What’s the secret to success? We’re not sure if we have the answer, but we know one thing: Mindset matters.
When something doesn’t go our way — doesn’t go according to our plan — and those negative voices come shouting and doubting, “Failure, failure, failure!”…when the self-doubt creeps in…
This is where perspective and reframing become such powerful tools.
Nelson Mandela once said, “I never lose. I either win or learn.”
John C. Maxwell wrote a best-selling book that goes by a similar title: Sometimes You Win, Sometimes You Learn.
The question isn’t that you’ll never fail. You will…when you try. The point is that failure is a powerful teacher.
We learn more from failure than success. Failure is the school fees that you pay for success.
Instead of looking at failure negatively — as something to avoid at all costs — we have to reframe and view it as a learning opportunity.
As John Maxwell says, “Fail early, fail often and always fail forward.”
There are two important takeaways here. First, try. Don’t not try out of fear of failure.

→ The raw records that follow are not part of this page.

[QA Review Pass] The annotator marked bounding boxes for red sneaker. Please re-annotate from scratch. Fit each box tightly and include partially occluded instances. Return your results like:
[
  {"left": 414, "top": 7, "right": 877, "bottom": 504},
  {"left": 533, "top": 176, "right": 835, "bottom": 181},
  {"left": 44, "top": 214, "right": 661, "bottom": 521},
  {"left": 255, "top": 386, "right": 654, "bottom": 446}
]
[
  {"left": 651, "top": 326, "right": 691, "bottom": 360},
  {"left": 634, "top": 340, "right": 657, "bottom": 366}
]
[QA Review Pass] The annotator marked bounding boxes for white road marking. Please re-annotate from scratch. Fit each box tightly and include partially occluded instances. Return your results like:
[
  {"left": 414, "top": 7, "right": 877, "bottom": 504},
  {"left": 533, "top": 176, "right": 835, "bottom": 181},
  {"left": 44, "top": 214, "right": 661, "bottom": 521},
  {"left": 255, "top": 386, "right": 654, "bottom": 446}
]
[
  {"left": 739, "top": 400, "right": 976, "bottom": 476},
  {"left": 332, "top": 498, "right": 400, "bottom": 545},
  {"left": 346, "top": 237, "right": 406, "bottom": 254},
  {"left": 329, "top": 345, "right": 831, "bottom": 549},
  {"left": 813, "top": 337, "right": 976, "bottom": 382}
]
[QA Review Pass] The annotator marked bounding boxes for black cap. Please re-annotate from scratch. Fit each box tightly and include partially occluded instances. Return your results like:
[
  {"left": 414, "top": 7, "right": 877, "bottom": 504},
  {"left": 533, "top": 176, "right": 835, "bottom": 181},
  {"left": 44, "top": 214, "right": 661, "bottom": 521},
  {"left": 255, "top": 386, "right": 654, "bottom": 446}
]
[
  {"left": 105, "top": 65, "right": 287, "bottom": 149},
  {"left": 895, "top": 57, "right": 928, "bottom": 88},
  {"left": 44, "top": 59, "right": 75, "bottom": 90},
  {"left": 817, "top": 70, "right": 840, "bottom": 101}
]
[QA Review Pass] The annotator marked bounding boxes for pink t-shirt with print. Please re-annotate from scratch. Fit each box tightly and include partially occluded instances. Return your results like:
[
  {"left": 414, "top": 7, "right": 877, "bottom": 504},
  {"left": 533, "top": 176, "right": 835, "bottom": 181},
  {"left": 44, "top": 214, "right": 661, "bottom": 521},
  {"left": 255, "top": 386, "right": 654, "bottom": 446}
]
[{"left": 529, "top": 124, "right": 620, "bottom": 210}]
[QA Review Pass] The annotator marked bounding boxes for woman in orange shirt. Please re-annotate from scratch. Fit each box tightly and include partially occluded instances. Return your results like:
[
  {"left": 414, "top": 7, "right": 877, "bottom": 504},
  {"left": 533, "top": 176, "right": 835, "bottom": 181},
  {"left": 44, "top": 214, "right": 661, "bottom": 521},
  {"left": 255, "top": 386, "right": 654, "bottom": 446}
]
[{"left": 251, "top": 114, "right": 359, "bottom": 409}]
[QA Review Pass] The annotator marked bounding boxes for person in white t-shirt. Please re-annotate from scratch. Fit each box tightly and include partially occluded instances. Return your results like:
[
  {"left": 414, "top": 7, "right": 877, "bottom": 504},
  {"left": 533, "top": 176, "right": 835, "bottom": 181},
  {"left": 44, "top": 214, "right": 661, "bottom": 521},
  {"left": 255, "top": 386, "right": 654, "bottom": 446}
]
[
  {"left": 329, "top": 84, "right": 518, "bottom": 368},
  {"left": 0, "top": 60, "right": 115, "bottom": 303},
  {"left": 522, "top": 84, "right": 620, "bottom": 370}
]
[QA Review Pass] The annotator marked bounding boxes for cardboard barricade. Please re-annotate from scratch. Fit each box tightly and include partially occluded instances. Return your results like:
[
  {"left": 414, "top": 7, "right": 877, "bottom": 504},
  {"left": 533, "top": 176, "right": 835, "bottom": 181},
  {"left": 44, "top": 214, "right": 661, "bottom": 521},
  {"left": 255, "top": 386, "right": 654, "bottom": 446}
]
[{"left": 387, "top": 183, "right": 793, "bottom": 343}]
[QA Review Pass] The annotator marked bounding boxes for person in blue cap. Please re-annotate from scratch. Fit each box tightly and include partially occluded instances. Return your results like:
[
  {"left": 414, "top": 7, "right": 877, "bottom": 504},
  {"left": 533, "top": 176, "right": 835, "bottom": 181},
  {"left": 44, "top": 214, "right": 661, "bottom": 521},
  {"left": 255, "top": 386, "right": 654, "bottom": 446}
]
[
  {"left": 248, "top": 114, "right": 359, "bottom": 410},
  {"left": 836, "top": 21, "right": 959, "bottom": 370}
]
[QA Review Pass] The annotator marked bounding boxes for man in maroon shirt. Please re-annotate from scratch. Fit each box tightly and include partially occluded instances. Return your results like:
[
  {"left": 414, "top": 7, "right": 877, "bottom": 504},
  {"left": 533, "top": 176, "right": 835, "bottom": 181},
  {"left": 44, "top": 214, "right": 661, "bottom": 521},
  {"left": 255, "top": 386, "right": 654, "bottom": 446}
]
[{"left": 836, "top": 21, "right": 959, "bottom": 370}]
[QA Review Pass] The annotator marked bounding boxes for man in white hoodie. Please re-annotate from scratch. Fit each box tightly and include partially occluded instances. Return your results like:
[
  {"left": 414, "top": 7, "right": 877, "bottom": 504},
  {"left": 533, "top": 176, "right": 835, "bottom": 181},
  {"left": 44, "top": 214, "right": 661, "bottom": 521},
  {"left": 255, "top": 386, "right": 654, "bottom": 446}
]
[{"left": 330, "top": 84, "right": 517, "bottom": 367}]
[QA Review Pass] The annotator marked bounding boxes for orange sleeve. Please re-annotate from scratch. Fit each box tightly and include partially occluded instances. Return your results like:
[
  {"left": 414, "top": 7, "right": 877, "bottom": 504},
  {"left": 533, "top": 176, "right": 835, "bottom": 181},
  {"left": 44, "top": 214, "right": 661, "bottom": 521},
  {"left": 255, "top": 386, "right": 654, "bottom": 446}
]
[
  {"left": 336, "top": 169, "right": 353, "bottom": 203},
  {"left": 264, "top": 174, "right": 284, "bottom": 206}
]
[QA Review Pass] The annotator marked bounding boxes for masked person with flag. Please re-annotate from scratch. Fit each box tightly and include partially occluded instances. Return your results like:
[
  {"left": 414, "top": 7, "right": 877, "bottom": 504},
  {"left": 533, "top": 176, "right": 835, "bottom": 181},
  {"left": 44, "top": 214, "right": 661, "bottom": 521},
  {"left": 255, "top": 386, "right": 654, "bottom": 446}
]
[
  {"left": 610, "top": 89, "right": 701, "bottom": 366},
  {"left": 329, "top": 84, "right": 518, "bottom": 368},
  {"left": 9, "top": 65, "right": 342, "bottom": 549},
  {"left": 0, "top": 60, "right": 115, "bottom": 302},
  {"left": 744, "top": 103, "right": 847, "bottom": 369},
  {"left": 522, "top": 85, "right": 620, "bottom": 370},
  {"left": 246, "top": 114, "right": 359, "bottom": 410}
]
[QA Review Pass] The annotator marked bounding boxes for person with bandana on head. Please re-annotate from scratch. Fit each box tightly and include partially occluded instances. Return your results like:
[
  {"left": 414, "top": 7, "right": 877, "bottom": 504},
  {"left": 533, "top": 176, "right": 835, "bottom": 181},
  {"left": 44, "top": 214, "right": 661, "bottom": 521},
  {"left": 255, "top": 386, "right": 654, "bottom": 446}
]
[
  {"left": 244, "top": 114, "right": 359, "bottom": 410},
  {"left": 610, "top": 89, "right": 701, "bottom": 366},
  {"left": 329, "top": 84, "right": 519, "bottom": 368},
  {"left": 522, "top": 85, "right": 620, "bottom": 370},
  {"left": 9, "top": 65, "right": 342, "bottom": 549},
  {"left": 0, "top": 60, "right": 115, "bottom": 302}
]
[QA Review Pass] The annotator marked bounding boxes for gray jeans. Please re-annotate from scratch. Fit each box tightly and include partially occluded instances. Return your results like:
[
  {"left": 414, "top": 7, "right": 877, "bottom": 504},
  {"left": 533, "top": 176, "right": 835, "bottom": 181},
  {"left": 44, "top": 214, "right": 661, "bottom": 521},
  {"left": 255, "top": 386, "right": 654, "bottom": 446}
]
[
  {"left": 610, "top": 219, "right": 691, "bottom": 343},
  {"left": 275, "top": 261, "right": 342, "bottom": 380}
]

The next try — whether you “win” or you “learn” — may be the gateway to success.
Consider this quote from Michael Jordan, the greatest basketball player of all time, who “failed” 50% of the time: “I can accept failure. Everyone fails at something. But I can’t accept not trying.”
Secondly, when you fail — and you will fail when you try — recognize that there’s a huge difference between the statements “I failed” versus “I am failure”.
Don’t become your failure. You are not your a failure. It is an occurence in your life.
We encourage you to keep forging ahead in your journey, starting from wherever you are with whatever you’ve got.
If fear of failing is holding you back, consider that the next attempt may be the successful path you desire.
You are always one attempt away from your major breakthrough.
And if you do “fail”, it may be the doorway to learning the secret to success.
If you’ve failed before, recognize, first, that you are NOT a failure. You are a brave, courageous soul.
- What can you learn from that attempt?
- What can it teach you about success?
Consider this beautiful analogy from Jacob Riis: “Look at a stone cutter hammering away at his rock, perhaps a hundred times without as much as a crack showing in it. Yet at the hundred-and-first blow it will split in two, and I know it was not the last blow that did it, but all that had gone before.”
Be the stone cutter. Continue to hammer away at your rock, chipping away, effort by effort. As Robert Collier says, “Success is the sum of small efforts — repeated day in and day out.”
You don’t become successful one day, you become successful daily.